Por todas as partes há anúncios, monótonos, que pedem-impõem!- que compremos. Compre, compre, compre! Eis a filosofia desta época. (E a velhota, claro está, comprará a fruta mais barata, no supermercado mais económico do bairro). E o Director Geral, um Mercedes Benz. Vales o teu carro. Tanto consomes, tanto vales! Sistema dixit! E Glória ao deus Capital!

Compre, compre, compre!

Não há Mistério!

Não há Vida!

Só Vómito!

Mas Aí começa também o Mistério da nossa Redenção!

(lisboa

16.08.06

nagpur

14.12.06)

(De: Rui Manuel Grácio das Neves, De Holistica Poetica. CEPSE, Benedita 2013, p. 81-82).


  1. E, finalmente, como despedida, queria ler um texto de Espiritualidade atual, em inglês, onde se mostra esta “revolução existencial” de que falamos:
“The beginning of freedom is the realization

That you are not “the thinker”.

The moment you start watching the thinker,

A high level of consciousness becomes activated.

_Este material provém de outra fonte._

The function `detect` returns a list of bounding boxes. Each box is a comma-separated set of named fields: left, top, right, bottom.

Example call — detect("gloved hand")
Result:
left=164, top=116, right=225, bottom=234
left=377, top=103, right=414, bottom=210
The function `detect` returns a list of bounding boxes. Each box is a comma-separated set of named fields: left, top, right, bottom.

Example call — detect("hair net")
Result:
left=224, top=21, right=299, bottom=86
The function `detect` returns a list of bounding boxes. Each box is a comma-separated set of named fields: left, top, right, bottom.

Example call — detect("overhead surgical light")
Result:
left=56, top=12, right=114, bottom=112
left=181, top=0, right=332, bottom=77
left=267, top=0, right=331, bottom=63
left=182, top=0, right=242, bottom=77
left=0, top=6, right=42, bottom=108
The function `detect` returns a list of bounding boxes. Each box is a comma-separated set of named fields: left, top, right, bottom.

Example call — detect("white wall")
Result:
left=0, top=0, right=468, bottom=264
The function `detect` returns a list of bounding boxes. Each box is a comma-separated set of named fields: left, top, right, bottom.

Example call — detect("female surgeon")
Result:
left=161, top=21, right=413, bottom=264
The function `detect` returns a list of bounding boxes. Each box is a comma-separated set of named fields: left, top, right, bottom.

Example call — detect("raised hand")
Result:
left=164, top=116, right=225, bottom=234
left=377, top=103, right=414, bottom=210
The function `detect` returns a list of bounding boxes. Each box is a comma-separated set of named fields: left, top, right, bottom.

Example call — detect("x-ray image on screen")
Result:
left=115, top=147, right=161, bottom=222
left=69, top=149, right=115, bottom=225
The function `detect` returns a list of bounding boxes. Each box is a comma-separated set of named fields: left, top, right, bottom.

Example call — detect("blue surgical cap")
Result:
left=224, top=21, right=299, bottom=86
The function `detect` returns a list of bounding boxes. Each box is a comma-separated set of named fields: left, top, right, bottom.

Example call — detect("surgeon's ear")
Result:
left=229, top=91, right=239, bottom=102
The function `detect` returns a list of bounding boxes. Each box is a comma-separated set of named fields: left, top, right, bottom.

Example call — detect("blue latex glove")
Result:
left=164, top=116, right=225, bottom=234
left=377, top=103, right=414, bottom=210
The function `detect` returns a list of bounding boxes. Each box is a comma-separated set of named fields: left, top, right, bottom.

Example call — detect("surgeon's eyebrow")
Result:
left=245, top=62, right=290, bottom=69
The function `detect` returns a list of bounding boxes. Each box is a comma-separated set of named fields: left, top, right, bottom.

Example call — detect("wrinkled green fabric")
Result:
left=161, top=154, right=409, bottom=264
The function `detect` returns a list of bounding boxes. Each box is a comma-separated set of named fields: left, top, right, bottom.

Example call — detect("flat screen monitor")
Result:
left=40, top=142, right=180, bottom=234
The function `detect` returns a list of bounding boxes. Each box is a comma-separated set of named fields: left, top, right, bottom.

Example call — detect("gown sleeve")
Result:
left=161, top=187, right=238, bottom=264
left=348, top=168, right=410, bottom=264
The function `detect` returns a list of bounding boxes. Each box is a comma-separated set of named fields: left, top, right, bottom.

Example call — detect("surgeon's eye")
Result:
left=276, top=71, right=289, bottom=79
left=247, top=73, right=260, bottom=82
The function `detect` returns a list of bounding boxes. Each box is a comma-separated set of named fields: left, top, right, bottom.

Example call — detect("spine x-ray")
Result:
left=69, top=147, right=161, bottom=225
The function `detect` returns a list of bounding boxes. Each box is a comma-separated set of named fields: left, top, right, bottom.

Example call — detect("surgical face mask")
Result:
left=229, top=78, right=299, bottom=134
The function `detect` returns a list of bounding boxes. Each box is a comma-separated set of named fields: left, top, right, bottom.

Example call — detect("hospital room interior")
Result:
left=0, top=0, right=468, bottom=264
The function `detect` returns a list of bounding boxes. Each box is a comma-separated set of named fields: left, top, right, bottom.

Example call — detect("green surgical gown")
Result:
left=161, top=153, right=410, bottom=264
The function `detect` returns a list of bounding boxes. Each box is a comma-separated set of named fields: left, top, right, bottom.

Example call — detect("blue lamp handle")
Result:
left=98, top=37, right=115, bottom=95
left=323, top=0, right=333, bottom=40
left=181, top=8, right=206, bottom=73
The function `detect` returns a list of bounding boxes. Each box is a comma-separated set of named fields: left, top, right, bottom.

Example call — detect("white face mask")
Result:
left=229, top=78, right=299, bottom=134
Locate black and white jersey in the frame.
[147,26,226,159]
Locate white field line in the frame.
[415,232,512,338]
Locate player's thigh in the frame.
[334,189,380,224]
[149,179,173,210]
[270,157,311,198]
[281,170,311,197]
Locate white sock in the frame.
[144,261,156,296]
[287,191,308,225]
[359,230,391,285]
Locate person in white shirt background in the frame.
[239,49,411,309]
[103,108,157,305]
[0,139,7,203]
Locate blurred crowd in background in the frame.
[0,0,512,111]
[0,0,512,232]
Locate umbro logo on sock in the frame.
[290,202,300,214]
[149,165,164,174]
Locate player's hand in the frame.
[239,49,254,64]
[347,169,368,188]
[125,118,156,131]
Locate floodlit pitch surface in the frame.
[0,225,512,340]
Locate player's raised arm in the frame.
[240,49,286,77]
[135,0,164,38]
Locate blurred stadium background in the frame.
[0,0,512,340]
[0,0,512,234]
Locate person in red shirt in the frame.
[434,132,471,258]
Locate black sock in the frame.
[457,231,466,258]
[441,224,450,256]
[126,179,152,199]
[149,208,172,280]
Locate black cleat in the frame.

You then begin to realize that there is a vast realm

Of intelligence beyond thought, that thought is only a

Tiny aspect of that intelligence.

You also realize that all the things that truly matter-

Beauty, love, creativity, joy, inner peace-

Arise from beyond the mind.

 

You begin to awaken”[2].

 


[1] A los pueblos afros y amerindios, en sincera petición de perdón por los crímenes religiosos del pasado histórico.

[2] ECKHART TOLLE, Practising the Power of Now, Yoghi Impressions, Mumbai 2002, p. 5. (De: Rui Manuel Grácio das Neves, De Holistica Poetica. CEPSE, Benedita 2013, p. 109).